La doctrine, la jurisprudence et les témoignages d’experts permettent d’avancer que ce projet de loi est effectivement inconstitutionnel. Laissez-moi vous expliquer pourquoi. Comme je viens de le mentionner, le premier problème de ce projet de loi se situe aux articles 91 et 92 de la Loi constitutionnelle de 1867. La partie VI de la Loi constitutionnelle du Canada mentionne explicitement la distribution des pouvoirs législatifs, à savoir quel Parlement a l’autorité d’adopter un projet de loi dans le cadre de ses compétences respectives. Ainsi, le Parlement du Canada a l’autorité exclusive d’adopter des projets de loi en vertu de l’article 91, alors que les législatures provinciales ont l’autorité exclusive d’adopter des projets de loi en vertu de l’article 92. Afin de déterminer si un projet de loi a été adopté par le bon Parlement, la Cour suprême du Canada a créé le test du caractère véritable.
[Traduction]
Honorables sénateurs, selon Peter Hogg :
Pour déterminer la validité ou la constitutionnalité fédérale d’une loi, on s’appuie sur la doctrine de l’essence même. Cette dernière s’intéresse à l’interprétation de la loi contestée en cernant ses caractéristiques dominantes ou primordiales, parfois appelées « objet » de la loi contestée. Il ne faut pas oublier que les lois ont souvent plus d’une caractéristique ou d’un aspect.

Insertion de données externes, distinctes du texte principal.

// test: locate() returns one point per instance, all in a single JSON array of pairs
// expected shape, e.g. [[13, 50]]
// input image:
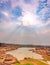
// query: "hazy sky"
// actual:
[[25, 21]]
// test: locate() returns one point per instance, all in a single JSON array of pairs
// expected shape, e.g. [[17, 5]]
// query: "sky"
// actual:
[[25, 22]]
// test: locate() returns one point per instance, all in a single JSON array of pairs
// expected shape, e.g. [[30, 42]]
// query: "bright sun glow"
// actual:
[[6, 14], [29, 19]]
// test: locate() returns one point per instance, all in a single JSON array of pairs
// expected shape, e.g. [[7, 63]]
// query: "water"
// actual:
[[23, 52]]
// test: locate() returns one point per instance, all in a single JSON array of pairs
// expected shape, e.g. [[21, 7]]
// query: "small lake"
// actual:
[[23, 52]]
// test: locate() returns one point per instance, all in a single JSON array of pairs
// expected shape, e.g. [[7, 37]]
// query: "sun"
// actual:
[[29, 19]]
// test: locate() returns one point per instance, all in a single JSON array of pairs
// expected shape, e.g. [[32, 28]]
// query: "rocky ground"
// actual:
[[7, 59], [44, 51]]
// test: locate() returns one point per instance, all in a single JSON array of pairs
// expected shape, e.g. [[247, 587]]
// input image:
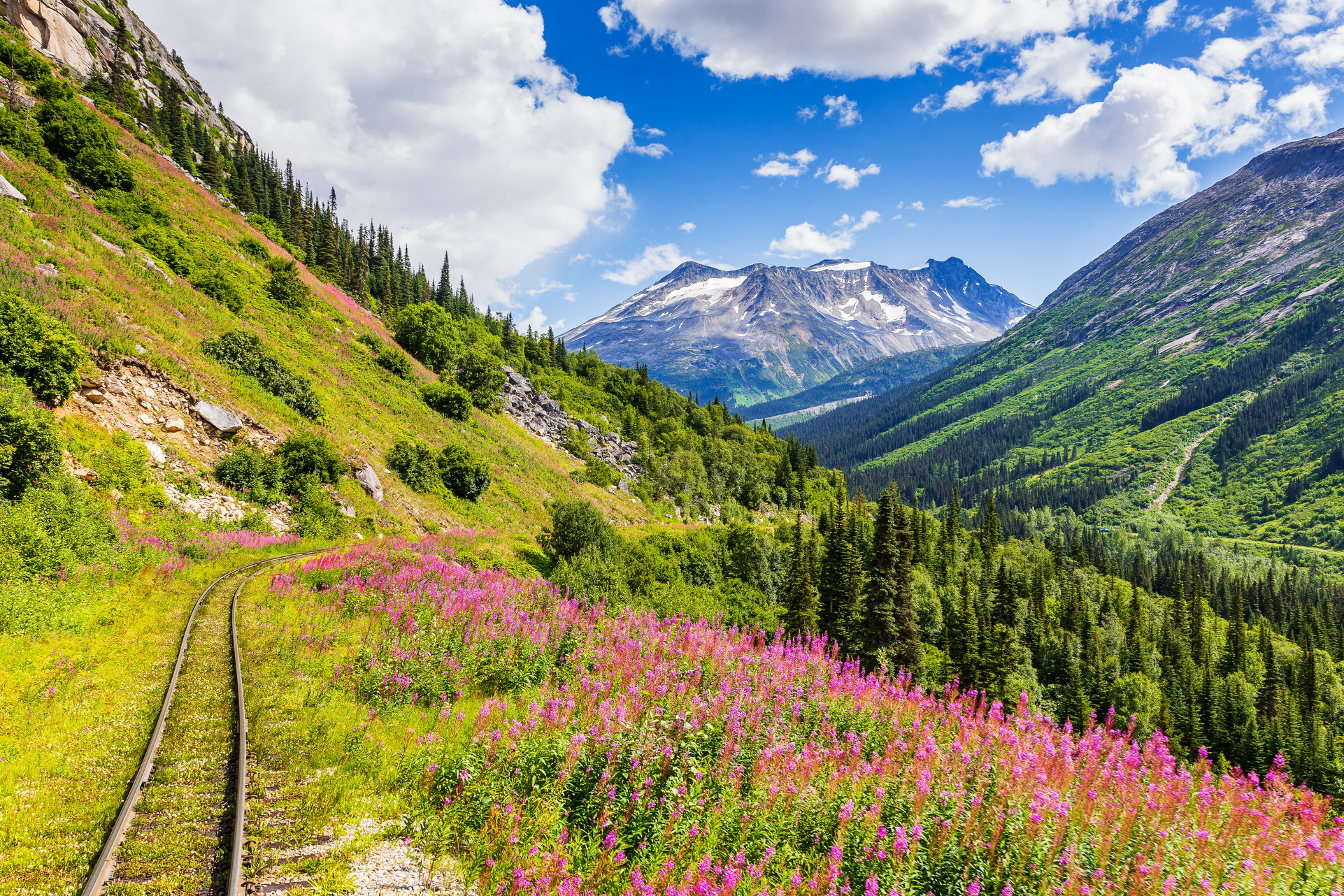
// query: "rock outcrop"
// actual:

Dans l’affaire du Renvoi par le gouverneur en conseil au sujet de la proposition concernant une loi canadienne intitulée Loi sur les valeurs mobilières, la Cour suprême a dit ceci :
Pour juger de la validité constitutionnelle des lois du point de vue du partage des compétences, les tribunaux utilisent l’analyse du « caractère véritable », qui suppose de se pencher sur l’objet et les effets de la loi, avant d’examiner la question de savoir si la loi relève du chef de compétence qui est invoqué pour en soutenir la validité. Si le caractère véritable de la loi est classé comme relevant d’un des chefs de compétence du gouvernement qui l’a adoptée, la loi est valide.
[Français]
La question ici est de savoir quel est le caractère véritable du projet de loi, c’est-à-dire l’intention derrière son adoption. Il est important d’appliquer ce test aux faits. J’aimerais donc partager avec vous les témoignages d’experts en la matière.
[Traduction]
D’après le Barreau du Québec :
Un problème d’autant plus sérieux est posé par l’objet du projet de loi, car ce dernier vise à encadrer les organisations syndicales à l’échelle du Canada. Un tel but tombe sous l’égide des relations de travail, une compétence qui a été dévolue aux provinces par le biais de l’interprétation jurisprudentielle au paragraphe 92(13) de la Loi constitutionnelle de 1867, et ce, depuis la célèbre décision rendue par le comité judiciaire du Conseil privé en 1925.
Les relations de travail sont présumées relever de la compétence exclusive des provinces […] Comme le rappelle la Cour suprême du Canada dans l’arrêt Northern Telecom v. Communications Workers :
(1) Les relations de travail comme telles et les termes d’un contrat de travail ne relèvent pas de la compétence du Parlement; les provinces ont une compétence exclusive dans ce domaine.
Le syndicat international des employés de service a ajouté ceci :
À notre humble avis, ce projet de loi ne porte pas sur les impôts sur le revenu, en dépit de son titre. Dans son essence et par son objet même, c’est une mesure relative aux syndicats […] Le projet de loi C-377 représente une […] intervention dans un champ de compétence provinciale relative aux relations de travail, sans qu’il y ait eu ni consultation ni consentement des provinces.
[Français]
Le message est clair. Ce projet de loi ne passerait pas le test de la constitutionnalité en ce qui a trait à la question du caractère véritable, parce qu’il n’a pas été adopté par le bon gouvernement. Plus précisément, le projet de loi C-377 tombe sous l’article 92-13 de la Loi constitutionnelle, qui est une compétence exclusivement réservée aux provinces. Il ne s’agit guère d’une loi de l’impôt sur le revenu, mais bien de la Loi sur les organisations ouvrières.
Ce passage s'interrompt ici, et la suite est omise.